Olmert, who is facing the prospect of a criminal investigation into corruption charges when he returns from his three-day trip to China, asked reporters accompanying him on a tour of the Forbidden City, “Does that mean we weren’t until now?”
The Prime Minister appeared more interested in his tour of China than in what might signify the beginning of a change in the hard-line policy by the terrorist organization. Hamas controls the Palestinian Authority legislature, and continues to hold captive IDF officer Gilad Shalit after his abduction in a cross-border raid from Gaza last June.
“Should I be expected to check what he [Meshaal] said? Should I be expected to read what he said?” shrugged Olmert as he continued his tour.
Hamas was equally quick to minimize the significance of Meshaal’s remarks.
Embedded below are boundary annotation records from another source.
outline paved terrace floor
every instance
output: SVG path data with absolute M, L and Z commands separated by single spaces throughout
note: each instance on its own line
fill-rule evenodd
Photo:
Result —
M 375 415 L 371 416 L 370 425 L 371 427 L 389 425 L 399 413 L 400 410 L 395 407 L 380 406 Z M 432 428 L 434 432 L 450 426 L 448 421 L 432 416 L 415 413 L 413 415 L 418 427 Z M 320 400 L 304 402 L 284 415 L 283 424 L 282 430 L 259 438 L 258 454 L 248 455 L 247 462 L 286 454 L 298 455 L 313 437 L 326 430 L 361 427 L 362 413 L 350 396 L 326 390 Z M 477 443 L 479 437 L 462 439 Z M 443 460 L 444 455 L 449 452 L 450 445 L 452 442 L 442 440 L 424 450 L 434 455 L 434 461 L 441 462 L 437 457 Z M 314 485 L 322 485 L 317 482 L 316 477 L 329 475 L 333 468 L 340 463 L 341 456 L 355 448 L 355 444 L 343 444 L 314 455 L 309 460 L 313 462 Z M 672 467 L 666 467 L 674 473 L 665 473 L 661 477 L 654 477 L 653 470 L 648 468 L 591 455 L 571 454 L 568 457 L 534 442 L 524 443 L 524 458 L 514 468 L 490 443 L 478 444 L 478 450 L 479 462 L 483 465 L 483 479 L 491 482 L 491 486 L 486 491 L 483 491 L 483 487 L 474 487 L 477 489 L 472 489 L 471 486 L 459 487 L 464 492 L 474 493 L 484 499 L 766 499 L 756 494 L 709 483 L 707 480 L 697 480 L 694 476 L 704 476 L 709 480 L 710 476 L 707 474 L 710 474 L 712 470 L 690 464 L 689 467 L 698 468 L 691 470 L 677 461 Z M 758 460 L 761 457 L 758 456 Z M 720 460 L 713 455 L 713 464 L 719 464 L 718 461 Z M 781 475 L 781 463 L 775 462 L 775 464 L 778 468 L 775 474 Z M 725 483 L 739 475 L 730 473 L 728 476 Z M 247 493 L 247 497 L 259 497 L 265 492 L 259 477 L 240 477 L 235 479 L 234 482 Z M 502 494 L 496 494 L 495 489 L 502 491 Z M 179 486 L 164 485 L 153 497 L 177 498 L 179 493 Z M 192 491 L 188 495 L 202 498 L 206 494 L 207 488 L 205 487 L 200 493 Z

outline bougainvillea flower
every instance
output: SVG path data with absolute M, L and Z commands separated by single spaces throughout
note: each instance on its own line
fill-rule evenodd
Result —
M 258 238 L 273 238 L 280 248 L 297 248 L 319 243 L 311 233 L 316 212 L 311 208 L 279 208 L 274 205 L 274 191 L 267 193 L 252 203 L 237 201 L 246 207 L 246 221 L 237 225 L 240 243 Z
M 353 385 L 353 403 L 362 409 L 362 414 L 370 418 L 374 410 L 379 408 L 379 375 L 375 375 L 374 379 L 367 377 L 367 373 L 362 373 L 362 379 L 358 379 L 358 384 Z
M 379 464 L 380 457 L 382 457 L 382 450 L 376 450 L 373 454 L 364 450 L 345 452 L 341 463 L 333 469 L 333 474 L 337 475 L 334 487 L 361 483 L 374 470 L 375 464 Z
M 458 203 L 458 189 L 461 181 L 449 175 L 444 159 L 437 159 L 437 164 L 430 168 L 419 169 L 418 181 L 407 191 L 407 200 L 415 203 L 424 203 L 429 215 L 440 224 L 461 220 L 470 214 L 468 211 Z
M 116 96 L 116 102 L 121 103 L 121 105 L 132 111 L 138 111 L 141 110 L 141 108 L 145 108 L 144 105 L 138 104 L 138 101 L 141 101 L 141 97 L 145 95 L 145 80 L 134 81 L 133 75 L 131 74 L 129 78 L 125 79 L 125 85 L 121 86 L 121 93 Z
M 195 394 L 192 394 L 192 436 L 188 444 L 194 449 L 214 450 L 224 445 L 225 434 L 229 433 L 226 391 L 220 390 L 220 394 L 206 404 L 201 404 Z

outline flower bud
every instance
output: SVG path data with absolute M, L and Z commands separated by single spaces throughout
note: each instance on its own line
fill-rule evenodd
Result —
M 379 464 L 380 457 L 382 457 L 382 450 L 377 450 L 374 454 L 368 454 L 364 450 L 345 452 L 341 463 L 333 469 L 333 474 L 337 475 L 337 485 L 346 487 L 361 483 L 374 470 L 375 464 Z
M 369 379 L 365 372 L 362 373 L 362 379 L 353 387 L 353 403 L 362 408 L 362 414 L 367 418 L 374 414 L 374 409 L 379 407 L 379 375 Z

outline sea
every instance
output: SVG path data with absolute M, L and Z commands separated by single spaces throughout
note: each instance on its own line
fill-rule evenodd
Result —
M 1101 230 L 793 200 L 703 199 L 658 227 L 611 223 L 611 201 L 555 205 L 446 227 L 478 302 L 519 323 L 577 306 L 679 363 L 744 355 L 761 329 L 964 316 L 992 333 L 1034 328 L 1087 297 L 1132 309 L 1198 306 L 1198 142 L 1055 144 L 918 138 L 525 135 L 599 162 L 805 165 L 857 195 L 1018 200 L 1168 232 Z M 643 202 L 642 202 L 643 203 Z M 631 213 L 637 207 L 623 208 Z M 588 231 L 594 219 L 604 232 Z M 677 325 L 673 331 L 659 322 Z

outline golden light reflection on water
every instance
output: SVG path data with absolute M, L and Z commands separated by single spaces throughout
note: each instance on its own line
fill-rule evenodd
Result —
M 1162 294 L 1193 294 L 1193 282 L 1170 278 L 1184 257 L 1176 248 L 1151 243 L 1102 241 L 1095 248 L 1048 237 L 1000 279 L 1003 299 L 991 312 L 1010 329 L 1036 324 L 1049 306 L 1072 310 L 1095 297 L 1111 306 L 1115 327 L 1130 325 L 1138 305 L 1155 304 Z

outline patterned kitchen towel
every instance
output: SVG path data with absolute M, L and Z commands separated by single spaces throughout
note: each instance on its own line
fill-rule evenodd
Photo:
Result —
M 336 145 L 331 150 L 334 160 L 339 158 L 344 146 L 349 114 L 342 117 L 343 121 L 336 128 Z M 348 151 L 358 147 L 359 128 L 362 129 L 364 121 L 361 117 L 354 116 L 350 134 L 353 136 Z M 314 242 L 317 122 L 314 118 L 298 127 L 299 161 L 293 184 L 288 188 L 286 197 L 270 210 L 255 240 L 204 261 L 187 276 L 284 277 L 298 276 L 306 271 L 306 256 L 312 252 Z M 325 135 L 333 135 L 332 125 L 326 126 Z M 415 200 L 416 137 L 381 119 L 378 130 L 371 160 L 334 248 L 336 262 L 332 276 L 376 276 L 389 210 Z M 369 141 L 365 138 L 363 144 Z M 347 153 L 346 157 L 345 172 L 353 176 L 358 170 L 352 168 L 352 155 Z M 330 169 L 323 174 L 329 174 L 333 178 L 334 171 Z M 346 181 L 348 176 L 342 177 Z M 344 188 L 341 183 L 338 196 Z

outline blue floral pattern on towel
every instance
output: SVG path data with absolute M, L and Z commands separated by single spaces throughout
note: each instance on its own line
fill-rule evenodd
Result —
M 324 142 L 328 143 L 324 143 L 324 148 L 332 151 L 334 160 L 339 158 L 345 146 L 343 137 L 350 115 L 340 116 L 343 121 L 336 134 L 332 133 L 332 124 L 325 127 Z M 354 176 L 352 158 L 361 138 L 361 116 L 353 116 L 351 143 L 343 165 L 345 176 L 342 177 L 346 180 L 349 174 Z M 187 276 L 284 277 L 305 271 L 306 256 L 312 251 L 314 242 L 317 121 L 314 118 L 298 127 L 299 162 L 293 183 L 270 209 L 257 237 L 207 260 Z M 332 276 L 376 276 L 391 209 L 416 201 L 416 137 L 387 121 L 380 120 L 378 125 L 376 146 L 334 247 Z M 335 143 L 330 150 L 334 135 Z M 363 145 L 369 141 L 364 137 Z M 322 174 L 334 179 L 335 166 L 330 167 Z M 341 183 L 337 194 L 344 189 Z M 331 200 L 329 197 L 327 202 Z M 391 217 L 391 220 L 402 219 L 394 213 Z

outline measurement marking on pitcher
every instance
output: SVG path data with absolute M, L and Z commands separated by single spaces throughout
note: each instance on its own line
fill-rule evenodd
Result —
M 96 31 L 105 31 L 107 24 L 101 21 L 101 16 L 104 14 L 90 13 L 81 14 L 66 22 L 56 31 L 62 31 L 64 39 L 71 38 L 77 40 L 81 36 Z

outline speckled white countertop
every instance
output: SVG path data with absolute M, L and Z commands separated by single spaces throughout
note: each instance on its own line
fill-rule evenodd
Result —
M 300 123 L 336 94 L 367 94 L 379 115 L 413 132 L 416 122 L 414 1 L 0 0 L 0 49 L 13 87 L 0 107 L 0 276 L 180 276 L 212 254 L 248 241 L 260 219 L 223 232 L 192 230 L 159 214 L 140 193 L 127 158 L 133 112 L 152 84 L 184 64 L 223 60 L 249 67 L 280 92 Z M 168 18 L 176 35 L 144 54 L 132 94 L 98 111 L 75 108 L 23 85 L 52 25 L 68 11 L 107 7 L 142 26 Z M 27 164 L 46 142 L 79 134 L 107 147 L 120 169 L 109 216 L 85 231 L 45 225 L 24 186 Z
Immediately after the chief terrorist’s remarks were published, senior members in the organization insisted his comments did not constitute a change in the terror group’s official stance that it will never recognize the Jewish state’s right to exist.
The head of the Hamas ruling faction in the Palestinian Authority Legislative Council, Salah Bardawil, claimed that Meshaal’s words had been distorted by the Reuters reporter who had interviewed him. “He didn’t speak about any recognition of Israel, only a ceasefire with Israel,” Bardawil told Haaretz.
Reuters reported that Meshaal had said the Jewish state could only be formally recognized after it meets demands for an independent PA state comprised of all of Judea, Samaria, Gaza and the eastern half of Israel’s capital city, Jerusalem.
Hamas is also demanding that all the Arabs who fled Israel after the wars in which surrounding Arab countries attacked the Jewish state be allowed to return to the homes they abandoned.